Four hundred and twenty-eight patients with an ACS, admitted to our coronary care unit (CCU), were studied prospectively. Sixty-three per cent presented a non-ST-segment elevation myocardial infarction (NSTEMI) and 37% a ST-segment elevation myocardial infarction (STEMI). During their hospitalization we registered cardiovascular risk factors: we determined the presence of microalbuminuria (>3 mg/dl) in a 24-hour urine sample. We also took blood samples during the first 24 hours of their admittance to the CCU for a complete hemogram, levels of total cholesterol, HDL cholesterol, LDL cholesterol, triglycerides, creatinine, creatinine clearance (Cockroft-Gault equation), glucose, HbAc1, high-sensibility C-reactive protein, Cystatin C and a follow-up of levels of Troponin, CK and CK-MB. All patients were submitted to a coronary angiography in the first 72 hours to give a clinical score to their coronary artery disease (disease of one, two or three arteries).

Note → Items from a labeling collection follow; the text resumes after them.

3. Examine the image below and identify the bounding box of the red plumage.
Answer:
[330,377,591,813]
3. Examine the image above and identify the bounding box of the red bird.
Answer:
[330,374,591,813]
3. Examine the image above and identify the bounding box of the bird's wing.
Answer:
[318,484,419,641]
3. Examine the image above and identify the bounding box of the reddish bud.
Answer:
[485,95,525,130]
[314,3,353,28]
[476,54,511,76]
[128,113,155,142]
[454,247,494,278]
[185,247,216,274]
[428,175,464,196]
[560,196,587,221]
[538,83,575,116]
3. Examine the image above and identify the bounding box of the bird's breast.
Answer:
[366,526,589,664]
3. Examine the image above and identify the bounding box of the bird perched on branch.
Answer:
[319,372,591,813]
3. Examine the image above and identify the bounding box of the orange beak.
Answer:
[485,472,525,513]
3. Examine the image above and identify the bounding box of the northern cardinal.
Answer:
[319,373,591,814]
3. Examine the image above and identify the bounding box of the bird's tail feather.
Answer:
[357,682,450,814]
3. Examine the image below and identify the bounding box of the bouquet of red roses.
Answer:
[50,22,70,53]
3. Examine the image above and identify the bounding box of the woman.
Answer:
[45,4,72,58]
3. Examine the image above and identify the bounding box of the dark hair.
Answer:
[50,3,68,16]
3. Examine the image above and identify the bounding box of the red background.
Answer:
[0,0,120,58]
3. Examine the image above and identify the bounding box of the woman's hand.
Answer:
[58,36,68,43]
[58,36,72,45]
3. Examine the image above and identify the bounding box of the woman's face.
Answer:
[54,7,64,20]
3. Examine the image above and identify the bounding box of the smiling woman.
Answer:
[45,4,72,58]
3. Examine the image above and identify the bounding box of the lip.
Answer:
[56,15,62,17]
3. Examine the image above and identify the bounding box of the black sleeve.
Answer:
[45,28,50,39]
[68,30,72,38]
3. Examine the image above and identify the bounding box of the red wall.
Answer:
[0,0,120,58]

We determined the Cystatin C level in 59 patients (16 females and 43 males). In 36% (21 patients) we found normal levels (<0.95; 0.80 ± 0.9), called group 1. In the other group (group 2) we found higher levels of Cystatin C (>0.95; 1.63 ± 0.77). Patients in group 2 presented a higher age, a higher frequency of high blood pressure, worse Killip class score at the moment of admittance, higher inflammatory activity (leucocytosis, P = 0.001 and higher levels of C reactive protein, P = 0.005), higher grade of renal dysfunction (P = 0.001) and anaemia (P = 0.06). Patients in group 2 presented a worse intrahospital prognosis with a higher incidence of cardiac insufficiency (45% to 14%, P = 0.01), ventricular arrhythmias (29% to 5%, P = 0.05), pericardial effusion (18% to 0%, P = 0.05) and a higher mortality (21% to 5%, P = 0.08). In the multivariant analysis, Cystatin C was an independent predictor of cardiac insufficiency (OR = 4.5, 95% CI 1.1–20.8, P = 0.05).
Higher levels of Cystatin C (>0.95) in patients with an ACS indicate a worse intrahospital prognosis and also a higher inflammatory activity and renal dysfunction.